Contract review experts Robin AI have announced a deep partnership with Amazon Web Services (AWS) that will see it engage with the platform’s Bedrock and SageMaker training and experimentation capabilities, as well as joining the AWS Marketplace, where customers can test and deploy their genAI offering.
In January the company completed a $26m Series B funding and now has over 150 staff. It has also just opened an office in Singapore to serve the Asia-Pacific market. The AWS deal marks another step in the business’s expansion drive.
In terms of working with AWS, Robin AI, which has a strong relationship with Anthropic and has pioneered the use of their Claude LLMs for contract analysis, will now use Amazon Bedrock ‘to build and scale generative AI applications using [the] Claude models while keeping customer data completely private, a critical step to help legal teams overcome their hesitancy to adopt AI’.
But, what is Bedrock? Here is what Amazon says: ‘Using Bedrock, you can easily experiment with and evaluate top Foundational Models (FMs) for your use case, privately customize them with your data using techniques such as fine-tuning and Retrieval Augmented Generation (RAG), and build agents that execute tasks using your enterprise systems and data sources. Since Amazon Bedrock is serverless, you don’t have to manage any infrastructure, and you can securely integrate and deploy generative AI capabilities into your applications using the AWS services you are already familiar with.
‘The single-API access of Amazon Bedrock, regardless of the models you choose, gives you the flexibility to use different FMs and upgrade to the latest model versions with minimal code changes.’
In short, on top of experimenting with legal use cases more easily you can really focus on boosting and measuring accuracy – and right now, getting better at accuracy is vital to being a successful legal genAI provider.
Meanwhile, the UK-based company, which is also expanding into the US, is using Amazon SageMaker to ‘accelerate the building, training, and deployment of its machine learning models’.
In terms of SageMaker the tech giant says: ‘…you can build, train and deploy ML models at scale … all in one integrated development environment (IDE). In addition, you can build your own FMs, large models that were trained on massive datasets, with purpose-built tools to fine-tune, experiment, retrain, and deploy FMs. SageMaker offers access to hundreds of pretrained models, including publicly available FMs, that you can deploy with just a few clicks.’
And, using AWS’s ability to store data in specific regions, Robin AI stated that it ‘can quickly create custom versions of its products for different countries, including the US, UK and across the EU [while it] guarantees that confidential customer information never leaves AWS’s secure cloud environment and is stored in compliance with local data protection regulations’.
All well and good, but what does this mean practically for Robin AI and its clients?
James Clough, co-founder and Chief Technology Officer of Robin AI, explained: ‘Thanks to AWS, we don’t have to compromise between powerful and safe AI – our customers can have both. Amazon Bedrock gives Robin the ability to make a rock-solid global promise to our customers: with Robin you get access to the best AI models, such as Anthropic Claude Sonnet 3.5, while knowing your data is safe.
‘[And] Amazon SageMaker allows us to build generative AI capability directly into our product, speeding up the development of new features, and setting us apart from legacy companies in legal technology markets.’
And this may well be key as LLMs continue to advance at pace, leaving what older models could do in the rear view mirror and demanding legal tech companies match what can now be achieved to their product.

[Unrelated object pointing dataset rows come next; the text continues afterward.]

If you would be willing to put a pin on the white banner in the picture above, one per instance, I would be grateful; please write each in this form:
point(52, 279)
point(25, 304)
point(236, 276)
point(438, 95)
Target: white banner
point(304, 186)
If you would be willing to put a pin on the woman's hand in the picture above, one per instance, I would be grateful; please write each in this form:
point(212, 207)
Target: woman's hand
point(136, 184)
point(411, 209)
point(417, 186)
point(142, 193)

The legal tech company also stressed that its approach ‘allows customers to go further than if they were using only a Large Language Model (LLM) alone’ because they are also wielding their own ‘proprietary AI models that are trained on over 100 million contract clauses, data which is typically not publicly available for LLMs to train on’.
And this additional bit is really where all the experimental capability provided by AWS comes into play.

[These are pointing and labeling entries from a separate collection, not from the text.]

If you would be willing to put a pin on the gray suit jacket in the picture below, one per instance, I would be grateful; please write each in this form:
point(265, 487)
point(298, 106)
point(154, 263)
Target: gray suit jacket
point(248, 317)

In short, with this extra legally-focused capability, plus the adaptability for implementing new advances in LLMs via the AWS offerings above, and plus the ability to ringfence data processing to keep clients happy, the company is hoping to further expand its business in the increasingly competitive field of legal genAI. After all, contract review is now one of the most frequently cited ‘skills’ offered by a range of legal tech companies that are tapping genAI.

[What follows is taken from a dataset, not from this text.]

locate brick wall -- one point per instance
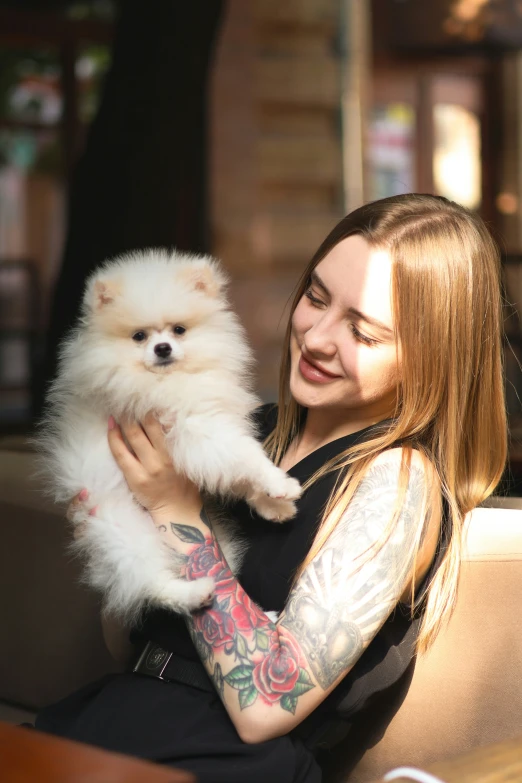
(276, 159)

AWS is also rather pleased to have a growing legal tech company as a customer. Baskar Sridharan, Vice President of AI and Infrastructure at AWS, added: ‘We are inspired by how companies like Robin AI are incorporating generative AI to drive transformation within the contract review process so legal teams can focus on their priority work. It’s exciting to see how Robin AI is leveraging Amazon SageMaker and Amazon Bedrock to build, train, deploy and scale their gen AI-powered legal assistant to further their mission of supercharging the way legal work gets done.’